法人等の資産が被害を受けた場合、損金に算入される額はどうなる?

法人や事業を営む個人の有する商品、店舗、事務所等の資産が災害により被害を受けた場合に、その被災に伴い、

(1)商品や原材料等の棚卸資産、店舗や事務所等の固定資産などの資産が災害により滅失または損壊した場合の損失の額
(2)損壊した資産の取壊しまたは除去のための費用の額
(3)土砂その他の障害物の除去のための費用の額

のような損失または費用が生じたときには、その損失または費用の額は損金の額に算入される。

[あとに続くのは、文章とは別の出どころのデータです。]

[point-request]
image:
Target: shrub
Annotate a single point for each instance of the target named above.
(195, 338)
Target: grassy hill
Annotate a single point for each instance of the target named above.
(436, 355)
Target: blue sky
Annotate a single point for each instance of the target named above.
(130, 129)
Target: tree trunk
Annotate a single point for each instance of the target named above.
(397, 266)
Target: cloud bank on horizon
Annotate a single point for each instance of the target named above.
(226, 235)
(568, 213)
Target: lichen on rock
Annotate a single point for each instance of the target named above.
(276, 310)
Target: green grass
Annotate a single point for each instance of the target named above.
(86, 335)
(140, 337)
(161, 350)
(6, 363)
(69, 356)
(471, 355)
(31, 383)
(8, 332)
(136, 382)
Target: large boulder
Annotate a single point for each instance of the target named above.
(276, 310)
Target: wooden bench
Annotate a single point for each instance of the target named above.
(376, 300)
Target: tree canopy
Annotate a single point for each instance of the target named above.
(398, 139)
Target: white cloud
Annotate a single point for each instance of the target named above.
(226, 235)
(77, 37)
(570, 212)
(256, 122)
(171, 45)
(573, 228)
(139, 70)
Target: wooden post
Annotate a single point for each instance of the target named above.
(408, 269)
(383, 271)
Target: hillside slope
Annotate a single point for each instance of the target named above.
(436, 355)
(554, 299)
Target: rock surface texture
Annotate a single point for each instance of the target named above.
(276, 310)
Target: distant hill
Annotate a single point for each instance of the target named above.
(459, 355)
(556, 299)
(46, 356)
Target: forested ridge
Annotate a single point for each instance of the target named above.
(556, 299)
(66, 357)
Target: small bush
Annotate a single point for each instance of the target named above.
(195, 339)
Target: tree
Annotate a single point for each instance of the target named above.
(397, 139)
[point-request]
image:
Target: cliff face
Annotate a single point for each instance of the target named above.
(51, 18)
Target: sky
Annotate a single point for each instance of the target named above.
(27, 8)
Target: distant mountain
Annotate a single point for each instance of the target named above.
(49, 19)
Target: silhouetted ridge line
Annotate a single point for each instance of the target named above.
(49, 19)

法人や個人事業者が、災害により被害を受けた固定資産(「被災資産」)について支出する費用に係る資本的支出と修繕費の区分については、

(1)被災資産についてその原状を回復するための費用は、修繕費となる

(2)被災資産の被災前の効用を維持するために行う補強工事、排水または土砂崩れの防止等のために支出する費用について、修繕費とする経理をしているときは、この処理が認められる

(3)被災資産について支出する費用((1)または(2)に該当するものを除く)の額のうち、資本的支出か修繕費か明らかでないものがある場合、その金額の30%相当額を修繕費とし、残額を資本的支出とする経理をしているときは、この処理が認められる。なお、法人が災害により被害を受けた製造設備に対して支出する修繕費用等について、企業会計上、適正な原価計算に基づいて費用処理をしているときは、税務上もこの処理が認められる。

災害により被害を受けた固定資産について支出する費用に係る資本的支出と修繕費の区分

従業員等に支給する災害見舞金品については、法人や事業を営む個人が、災害により被害を受けた従業員等またはその親族等に対して一定の基準に従って支給するものは、福利厚生費として損金の額に算入されます。

また、法人が、自己の従業員等と同等の事情にある専属下請先の従業員等またはその親族等に対して一定の基準に従って支給する災害見舞金品についても、同様に損金の額に算入されることとされています。

同業団体への拠出金

災害見舞金に充てるために同業団体等へ拠出する分担金等については、法人が所属する同業団体等の構成員の有する事業用資産について災害により損失が生じた場合に、その損失の補てんを目的とする構成員相互の扶助等に係る規約等に基づき合理的な基準に従って、同業団体等から賦課され、拠出する分担金等は、その支出する事業年度の損金の額に算入されます。

この取扱いは、事業を営む個人においても同様となります。